President Obama makes false claims regarding his power to pardon Edward Snowden, and the likely future director of the CIA is a danger to civil liberties that wants to execute Snowden. Obama is an expert in constitutional law, so he knows that he’s lying in the interview with Der Spiegel, and Snowden would return to the U.S. to face trial, but the unconstitutional Espionage Act he’s charged under permits him from making a public interest defense.
President Obama indicated on Friday that he won’t pardon NSA whistleblower Edward Snowden, even as President-elect Donald Trump announced his pick to run the CIA: Kansas congressman Mike Pompeo, who has called for “the traitor Edward Snowden” to be executed.
Pompeo has supported nearly unfettered NSA surveillance, has blamed Muslim leaders for condoning terror, and is one of the most hyperbolic members of Congress when it comes to describing the Islamic State, which he has called “an existential threat to America” and “the most lethal and powerful terrorist group ever to have existed.”
In an interview with Obama published on Friday, German newspaper Der Spiegel asked: “Are you going to pardon Edward Snowden?” Obama replied: “I can’t pardon somebody who hasn’t gone before a court and presented themselves, so that’s not something that I would comment on at this point.”
But P.S. Ruckman, editor of the Pardon Power blog said Obama is wrong to suggest he couldn’t pardon Snowden if he wanted to. Ruckman noted that Obama has previously only granted pardons and commutations to people who have already been convicted. “I just think what he may have better said is: ‘I prefer that he present himself to a court and then we’ll talk turkey.’ But technically in terms of the Constitution, there are no restrictions at all.”

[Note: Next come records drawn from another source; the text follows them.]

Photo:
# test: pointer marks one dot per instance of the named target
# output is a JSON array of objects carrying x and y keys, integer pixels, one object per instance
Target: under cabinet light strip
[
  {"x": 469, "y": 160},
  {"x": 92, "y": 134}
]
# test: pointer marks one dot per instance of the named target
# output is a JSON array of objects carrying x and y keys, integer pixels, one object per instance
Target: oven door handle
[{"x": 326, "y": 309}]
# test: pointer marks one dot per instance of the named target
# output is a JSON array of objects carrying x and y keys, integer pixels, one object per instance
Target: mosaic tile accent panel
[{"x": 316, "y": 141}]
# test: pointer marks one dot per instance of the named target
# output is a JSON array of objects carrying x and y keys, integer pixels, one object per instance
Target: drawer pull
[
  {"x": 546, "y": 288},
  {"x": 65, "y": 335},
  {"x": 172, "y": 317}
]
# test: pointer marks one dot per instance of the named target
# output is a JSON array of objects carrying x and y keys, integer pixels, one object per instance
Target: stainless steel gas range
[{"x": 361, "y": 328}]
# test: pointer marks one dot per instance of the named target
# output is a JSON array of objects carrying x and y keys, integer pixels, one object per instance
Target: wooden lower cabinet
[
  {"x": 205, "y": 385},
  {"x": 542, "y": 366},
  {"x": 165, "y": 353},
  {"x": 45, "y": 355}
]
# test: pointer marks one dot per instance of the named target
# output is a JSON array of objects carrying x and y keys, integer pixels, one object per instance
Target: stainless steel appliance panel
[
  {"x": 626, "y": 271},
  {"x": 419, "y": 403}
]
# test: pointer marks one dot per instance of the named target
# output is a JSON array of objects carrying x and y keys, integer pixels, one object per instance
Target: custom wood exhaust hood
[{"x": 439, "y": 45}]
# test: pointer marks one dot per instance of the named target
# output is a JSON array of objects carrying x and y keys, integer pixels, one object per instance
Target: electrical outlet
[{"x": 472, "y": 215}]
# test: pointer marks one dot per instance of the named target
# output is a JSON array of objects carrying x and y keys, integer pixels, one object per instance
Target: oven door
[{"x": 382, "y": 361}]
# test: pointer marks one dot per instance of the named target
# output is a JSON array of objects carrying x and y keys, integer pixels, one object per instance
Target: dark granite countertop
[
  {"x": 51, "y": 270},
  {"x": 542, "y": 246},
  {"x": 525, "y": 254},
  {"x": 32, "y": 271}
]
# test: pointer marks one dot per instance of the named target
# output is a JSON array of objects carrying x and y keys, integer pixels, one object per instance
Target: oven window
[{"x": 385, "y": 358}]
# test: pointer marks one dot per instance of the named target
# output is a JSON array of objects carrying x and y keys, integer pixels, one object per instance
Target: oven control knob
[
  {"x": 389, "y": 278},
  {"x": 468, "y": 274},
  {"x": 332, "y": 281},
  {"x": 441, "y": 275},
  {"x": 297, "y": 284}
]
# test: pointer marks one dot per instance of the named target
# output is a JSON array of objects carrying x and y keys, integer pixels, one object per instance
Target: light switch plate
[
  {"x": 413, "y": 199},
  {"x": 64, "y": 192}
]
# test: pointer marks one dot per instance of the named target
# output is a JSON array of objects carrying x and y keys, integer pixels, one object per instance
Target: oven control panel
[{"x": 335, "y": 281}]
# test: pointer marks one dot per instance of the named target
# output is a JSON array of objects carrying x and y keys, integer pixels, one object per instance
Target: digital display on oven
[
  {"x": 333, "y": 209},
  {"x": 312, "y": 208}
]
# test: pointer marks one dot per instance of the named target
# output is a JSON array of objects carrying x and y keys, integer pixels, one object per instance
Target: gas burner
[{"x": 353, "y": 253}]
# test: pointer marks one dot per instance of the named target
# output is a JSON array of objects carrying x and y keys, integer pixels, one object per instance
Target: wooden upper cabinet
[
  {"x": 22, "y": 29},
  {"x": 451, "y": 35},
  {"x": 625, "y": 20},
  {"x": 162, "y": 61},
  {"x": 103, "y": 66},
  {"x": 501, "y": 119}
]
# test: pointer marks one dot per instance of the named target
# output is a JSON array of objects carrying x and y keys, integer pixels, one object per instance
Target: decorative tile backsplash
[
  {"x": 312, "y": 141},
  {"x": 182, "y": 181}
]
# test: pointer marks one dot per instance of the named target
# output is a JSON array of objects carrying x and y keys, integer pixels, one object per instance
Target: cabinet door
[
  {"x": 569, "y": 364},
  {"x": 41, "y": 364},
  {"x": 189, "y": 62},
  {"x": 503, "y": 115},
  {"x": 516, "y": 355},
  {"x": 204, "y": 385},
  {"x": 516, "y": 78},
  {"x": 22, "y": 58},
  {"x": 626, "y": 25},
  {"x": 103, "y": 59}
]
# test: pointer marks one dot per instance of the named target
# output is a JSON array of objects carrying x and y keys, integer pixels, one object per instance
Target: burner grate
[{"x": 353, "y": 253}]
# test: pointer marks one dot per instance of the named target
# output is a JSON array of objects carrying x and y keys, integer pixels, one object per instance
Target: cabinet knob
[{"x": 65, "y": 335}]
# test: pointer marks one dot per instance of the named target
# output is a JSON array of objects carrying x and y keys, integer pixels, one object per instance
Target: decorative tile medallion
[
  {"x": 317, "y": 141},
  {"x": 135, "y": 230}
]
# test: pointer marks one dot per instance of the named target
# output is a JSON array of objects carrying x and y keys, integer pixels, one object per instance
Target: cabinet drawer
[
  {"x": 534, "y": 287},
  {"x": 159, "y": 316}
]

The operative Supreme Court ruling, from 1886, states that “The power of pardon conferred by the Constitution upon the President is unlimited except in cases of impeachment. It extends to every offence known to the law, and may be exercised at any time after its commission, either before legal proceedings are taken or during their pendency, or after conviction and judgment. The power is not subject to legislative control.”

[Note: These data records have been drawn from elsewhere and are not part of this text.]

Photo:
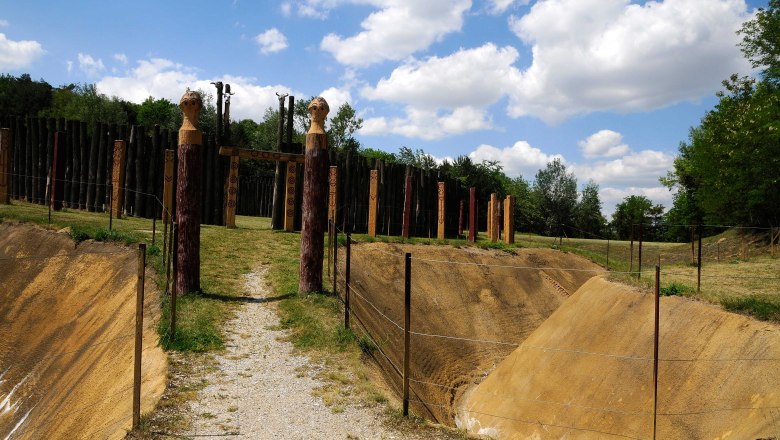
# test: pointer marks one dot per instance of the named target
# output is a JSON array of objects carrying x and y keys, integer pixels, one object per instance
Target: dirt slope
[
  {"x": 67, "y": 326},
  {"x": 717, "y": 368},
  {"x": 462, "y": 300}
]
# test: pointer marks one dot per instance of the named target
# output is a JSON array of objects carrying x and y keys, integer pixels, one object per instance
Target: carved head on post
[
  {"x": 190, "y": 104},
  {"x": 319, "y": 111}
]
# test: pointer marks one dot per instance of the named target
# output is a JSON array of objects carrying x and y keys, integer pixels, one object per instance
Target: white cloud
[
  {"x": 122, "y": 58},
  {"x": 519, "y": 159},
  {"x": 90, "y": 66},
  {"x": 591, "y": 55},
  {"x": 16, "y": 55},
  {"x": 641, "y": 169},
  {"x": 604, "y": 143},
  {"x": 429, "y": 124},
  {"x": 468, "y": 77},
  {"x": 166, "y": 79},
  {"x": 398, "y": 29},
  {"x": 271, "y": 41}
]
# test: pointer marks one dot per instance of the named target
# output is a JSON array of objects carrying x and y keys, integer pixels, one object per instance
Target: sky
[{"x": 609, "y": 87}]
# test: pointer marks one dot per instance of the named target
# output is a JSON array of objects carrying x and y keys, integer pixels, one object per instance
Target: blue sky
[{"x": 611, "y": 87}]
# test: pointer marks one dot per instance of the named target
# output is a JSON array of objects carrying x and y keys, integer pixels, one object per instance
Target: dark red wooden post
[
  {"x": 472, "y": 214},
  {"x": 315, "y": 191},
  {"x": 407, "y": 205},
  {"x": 188, "y": 196}
]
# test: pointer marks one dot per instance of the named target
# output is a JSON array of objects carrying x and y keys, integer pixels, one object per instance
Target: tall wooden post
[
  {"x": 168, "y": 186},
  {"x": 373, "y": 190},
  {"x": 230, "y": 208},
  {"x": 117, "y": 178},
  {"x": 472, "y": 214},
  {"x": 442, "y": 211},
  {"x": 57, "y": 192},
  {"x": 188, "y": 196},
  {"x": 407, "y": 205},
  {"x": 289, "y": 196},
  {"x": 509, "y": 220},
  {"x": 5, "y": 166},
  {"x": 315, "y": 178}
]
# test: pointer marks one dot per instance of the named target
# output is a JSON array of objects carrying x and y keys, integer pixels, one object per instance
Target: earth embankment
[
  {"x": 67, "y": 320},
  {"x": 470, "y": 308},
  {"x": 587, "y": 372}
]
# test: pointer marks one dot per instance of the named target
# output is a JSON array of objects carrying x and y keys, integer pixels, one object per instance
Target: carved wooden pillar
[
  {"x": 188, "y": 196},
  {"x": 314, "y": 192},
  {"x": 373, "y": 189},
  {"x": 230, "y": 208},
  {"x": 5, "y": 165},
  {"x": 168, "y": 186},
  {"x": 509, "y": 220},
  {"x": 117, "y": 178},
  {"x": 442, "y": 211}
]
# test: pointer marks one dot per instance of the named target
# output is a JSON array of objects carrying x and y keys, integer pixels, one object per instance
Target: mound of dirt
[
  {"x": 470, "y": 308},
  {"x": 587, "y": 372},
  {"x": 67, "y": 322}
]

Civil liberties groups immediately expressed concern about Pompeo as CIA director. The position requires Senate confirmation.

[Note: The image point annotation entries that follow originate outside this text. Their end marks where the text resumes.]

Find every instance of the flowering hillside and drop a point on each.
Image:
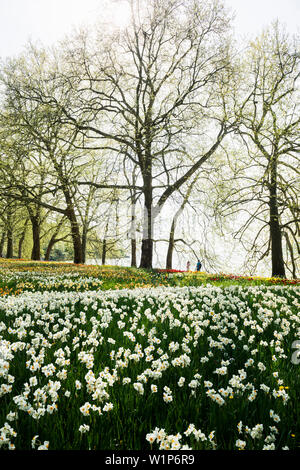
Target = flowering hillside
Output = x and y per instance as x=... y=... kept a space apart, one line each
x=206 y=367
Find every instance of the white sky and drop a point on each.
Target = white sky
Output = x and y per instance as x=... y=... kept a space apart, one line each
x=49 y=20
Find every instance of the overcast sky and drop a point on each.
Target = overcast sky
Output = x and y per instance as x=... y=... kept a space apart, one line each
x=49 y=20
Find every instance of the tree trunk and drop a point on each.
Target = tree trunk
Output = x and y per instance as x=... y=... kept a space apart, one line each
x=133 y=253
x=75 y=233
x=103 y=251
x=147 y=242
x=9 y=248
x=171 y=246
x=36 y=248
x=84 y=242
x=49 y=247
x=21 y=240
x=278 y=269
x=2 y=241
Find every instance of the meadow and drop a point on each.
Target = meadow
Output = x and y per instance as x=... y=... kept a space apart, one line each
x=127 y=359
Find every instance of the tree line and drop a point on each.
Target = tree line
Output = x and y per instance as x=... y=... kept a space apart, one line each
x=166 y=110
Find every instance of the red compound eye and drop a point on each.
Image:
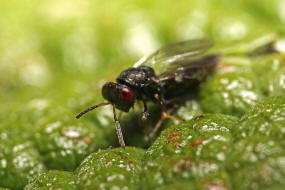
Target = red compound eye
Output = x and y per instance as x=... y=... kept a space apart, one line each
x=126 y=94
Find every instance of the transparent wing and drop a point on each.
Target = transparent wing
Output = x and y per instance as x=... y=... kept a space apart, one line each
x=171 y=56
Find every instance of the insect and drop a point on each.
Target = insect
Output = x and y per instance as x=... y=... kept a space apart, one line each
x=161 y=77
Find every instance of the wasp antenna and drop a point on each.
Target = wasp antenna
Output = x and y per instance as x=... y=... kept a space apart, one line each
x=118 y=128
x=90 y=109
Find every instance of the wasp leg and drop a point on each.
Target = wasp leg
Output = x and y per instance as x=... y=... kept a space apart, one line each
x=118 y=129
x=164 y=115
x=145 y=113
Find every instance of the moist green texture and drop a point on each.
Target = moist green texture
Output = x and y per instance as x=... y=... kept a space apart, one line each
x=19 y=162
x=56 y=55
x=194 y=151
x=107 y=169
x=230 y=93
x=52 y=179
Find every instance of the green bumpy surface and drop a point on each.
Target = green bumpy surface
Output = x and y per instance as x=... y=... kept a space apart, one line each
x=52 y=179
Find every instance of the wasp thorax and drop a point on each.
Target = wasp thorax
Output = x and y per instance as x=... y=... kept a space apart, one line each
x=118 y=94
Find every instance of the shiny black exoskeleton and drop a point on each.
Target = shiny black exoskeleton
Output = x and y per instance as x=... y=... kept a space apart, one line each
x=182 y=67
x=133 y=83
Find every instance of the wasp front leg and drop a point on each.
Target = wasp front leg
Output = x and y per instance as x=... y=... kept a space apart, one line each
x=145 y=112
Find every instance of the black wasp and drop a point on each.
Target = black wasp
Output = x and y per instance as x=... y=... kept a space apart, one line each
x=161 y=77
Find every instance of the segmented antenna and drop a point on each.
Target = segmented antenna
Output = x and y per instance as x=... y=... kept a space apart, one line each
x=90 y=109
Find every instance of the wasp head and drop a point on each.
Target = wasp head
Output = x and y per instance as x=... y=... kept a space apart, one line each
x=120 y=95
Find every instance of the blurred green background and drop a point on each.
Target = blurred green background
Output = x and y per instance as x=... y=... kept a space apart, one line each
x=61 y=49
x=56 y=54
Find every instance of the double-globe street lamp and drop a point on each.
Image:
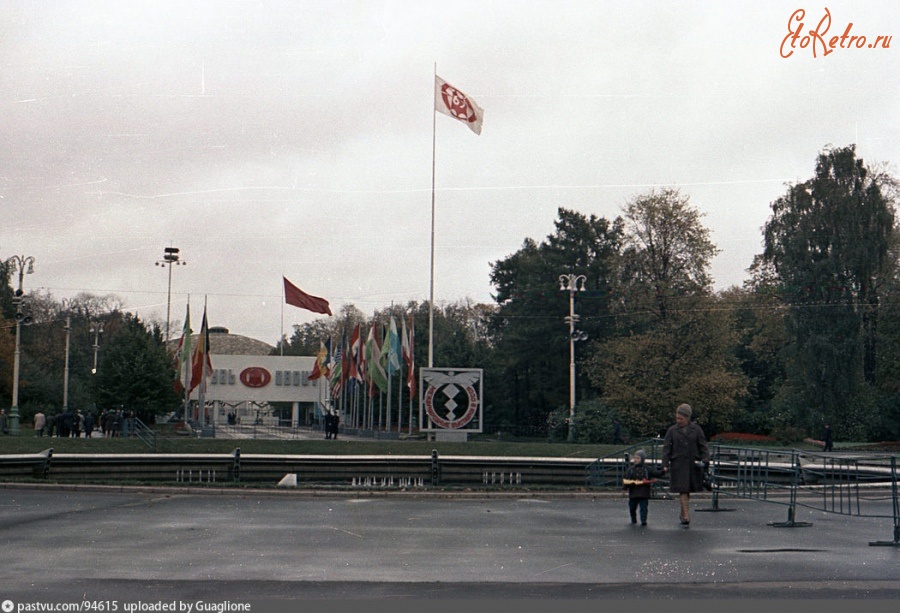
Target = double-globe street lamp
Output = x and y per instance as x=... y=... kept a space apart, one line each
x=96 y=330
x=170 y=257
x=572 y=283
x=24 y=265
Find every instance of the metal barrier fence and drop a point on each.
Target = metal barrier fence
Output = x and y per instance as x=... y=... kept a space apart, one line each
x=836 y=482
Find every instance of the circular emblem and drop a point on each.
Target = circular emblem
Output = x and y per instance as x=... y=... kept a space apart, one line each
x=457 y=103
x=255 y=376
x=442 y=401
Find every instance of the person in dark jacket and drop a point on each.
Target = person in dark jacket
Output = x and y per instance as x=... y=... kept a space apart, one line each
x=828 y=439
x=638 y=486
x=684 y=455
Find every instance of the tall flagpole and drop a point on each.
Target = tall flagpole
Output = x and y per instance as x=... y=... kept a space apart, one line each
x=187 y=365
x=431 y=291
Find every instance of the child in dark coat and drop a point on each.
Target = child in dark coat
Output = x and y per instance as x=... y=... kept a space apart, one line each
x=638 y=483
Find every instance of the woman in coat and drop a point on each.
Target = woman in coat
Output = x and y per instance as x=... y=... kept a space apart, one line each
x=684 y=454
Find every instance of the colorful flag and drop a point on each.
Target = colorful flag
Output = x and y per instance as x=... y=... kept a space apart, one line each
x=376 y=372
x=407 y=342
x=320 y=365
x=452 y=102
x=336 y=376
x=295 y=296
x=354 y=349
x=390 y=352
x=183 y=352
x=201 y=365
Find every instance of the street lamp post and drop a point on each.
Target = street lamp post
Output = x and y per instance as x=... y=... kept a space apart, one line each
x=66 y=369
x=96 y=330
x=572 y=283
x=25 y=265
x=170 y=257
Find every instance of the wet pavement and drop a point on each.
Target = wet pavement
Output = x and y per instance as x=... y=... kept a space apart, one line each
x=157 y=543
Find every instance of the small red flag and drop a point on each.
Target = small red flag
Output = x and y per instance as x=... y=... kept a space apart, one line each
x=295 y=296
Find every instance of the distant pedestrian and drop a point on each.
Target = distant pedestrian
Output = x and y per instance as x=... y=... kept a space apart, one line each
x=684 y=455
x=328 y=427
x=40 y=422
x=335 y=425
x=617 y=432
x=638 y=486
x=88 y=424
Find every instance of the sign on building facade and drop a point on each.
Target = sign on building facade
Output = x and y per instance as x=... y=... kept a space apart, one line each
x=450 y=399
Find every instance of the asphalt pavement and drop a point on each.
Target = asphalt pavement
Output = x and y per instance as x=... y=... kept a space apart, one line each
x=158 y=543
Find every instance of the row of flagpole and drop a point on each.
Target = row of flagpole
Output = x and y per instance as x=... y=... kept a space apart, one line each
x=358 y=372
x=194 y=366
x=452 y=102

“Congressman Pompeo’s positions on bulk surveillance and Guantanamo Bay also raise serious civil liberties concerns about privacy and due process,” the ACLU said in a statement. “These positions and others merit serious public scrutiny through a confirmation process. His positions on mass surveillance have been rejected by federal courts and have been the subject of several lawsuits filed by the ACLU.”